TOMMASO PAPA
Cronaca

L’archistar Mario Cucinella: “Recuperare, non abbattere. Ma non tutto il Liberty è fantastico”

L’allievo di Renzo Piano: "Certe polemiche sopra le righe si rincorrono nel tempo. A Milano c’è necessità di case a prezzi contenuti, il soggetto pubblico dovrà assumere un ruolo centrale".

L'architetto Mario Cucinella

L'architetto Mario Cucinella

Una città sostenibile se fa un salto nel passato, al suo stato preindustriale. Una città senza periferie, che si autoalimenta con i propri materiali, che torna ad essere una città per tutti. Mario Cucinella, 63 anni, palermitano d’origine approdato a Genova e poi a Parigi negli studi di Renzo Piano, da anni impegnato a Milano su più progetti chiave per il futuro, ha fatto della sostenibilità e circolarità del costruire un principio guida.

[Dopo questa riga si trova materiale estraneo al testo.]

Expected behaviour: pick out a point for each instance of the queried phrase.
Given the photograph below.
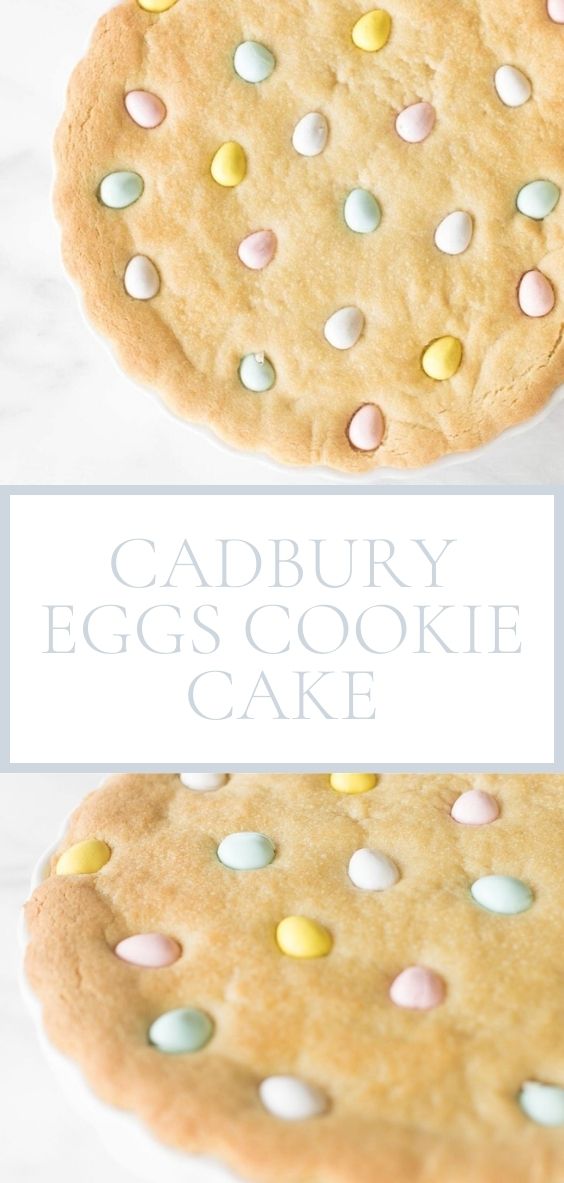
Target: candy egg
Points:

E lo racconta oggi al Festivaletteratura di Mantova (‘Per un’architettura sostenibile’, al Teatro Bibiena, ore 17). Architetto e designer, vive e lavora tra Bologna e Milano; qui sta ultimando il complesso SeiMilano in zona Bisceglie ed è impegnato nella riqualificazione dell’ Area Expo.

Architetto, ha letto della querelle su Milano sollevata da Vittorio Sgarbi contro i ‘barbari’ che cancellano edifici di pregio del passato? E come pensa che il dibattito sulla conservazione o meno di edifici del passato si inneschi nel tema della sostenibilità?

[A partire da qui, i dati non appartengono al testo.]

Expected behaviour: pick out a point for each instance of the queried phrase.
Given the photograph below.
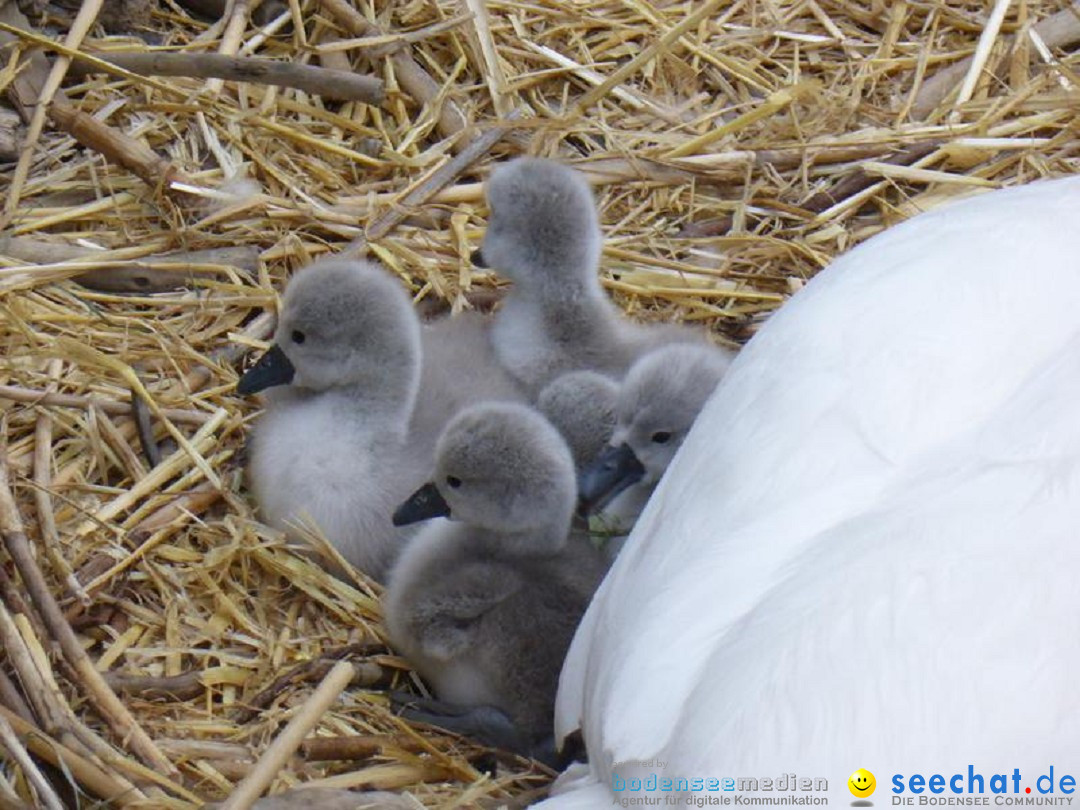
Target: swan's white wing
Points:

"Certe polemiche sopra le righe si rincorrono nel tempo. È ovvio che nessuno può pensare di cancellare edifici storici di valore, ma è anche vero che non tutto il Liberty è fatto di cose fantastiche. Qualcuna non lo è, non basta una data per stabilire cos’è demolibile e cosa no. D’altra parte, quando quei palazzi sono sorti erano architettura contemporanea d’avanguardia: immaginare il futuro richiede sempre una dose di coraggio, più che conservare. E a parlare degli sventramenti di Milano ci ha pensato Cederna (l’architetto e giornalista Antonio Cederna, scomparso nel 1996, ndr) molto prima di Sgarbi".

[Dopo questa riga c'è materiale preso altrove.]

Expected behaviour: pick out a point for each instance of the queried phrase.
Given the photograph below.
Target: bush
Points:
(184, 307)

Conservazione o innovazione, il tema della compatibilità ambientale degli edifici, resta centrale. Come affrontarlo?

"Se ci riferiamo alle nostre grandi città - Milano, Bologna, Roma - non possiamo che immaginare interventi limitati che ne rispettino il valore. Pensiamo al tema energetico: la città storica consente di migliorare i serramenti senza stravolgerne l’estetica o di dotare gli edifici di impianti efficienti di condizionamento termico. E questi accorgimenti già darebbero buoni risultati".

E in quella che lei definisce la città moderna, i palazzi degli anni Sessanta-Settanta, quali soluzioni immagina?

"La città moderna, che non è giusto chiamare periferia anche per chi la abita, ha molte possibilità di cambiamento e di miglioramento: un’efficiente resa energetica può e deve corrispondere al miglioramento dell’estetica, il che significa rendere più gradevole la scenografia urbana complessiva. Così, l’intervento sull’energia diventa anche un atto creativo che restituisce dignità all’edificio e a chi lo abita".

Ma i costi...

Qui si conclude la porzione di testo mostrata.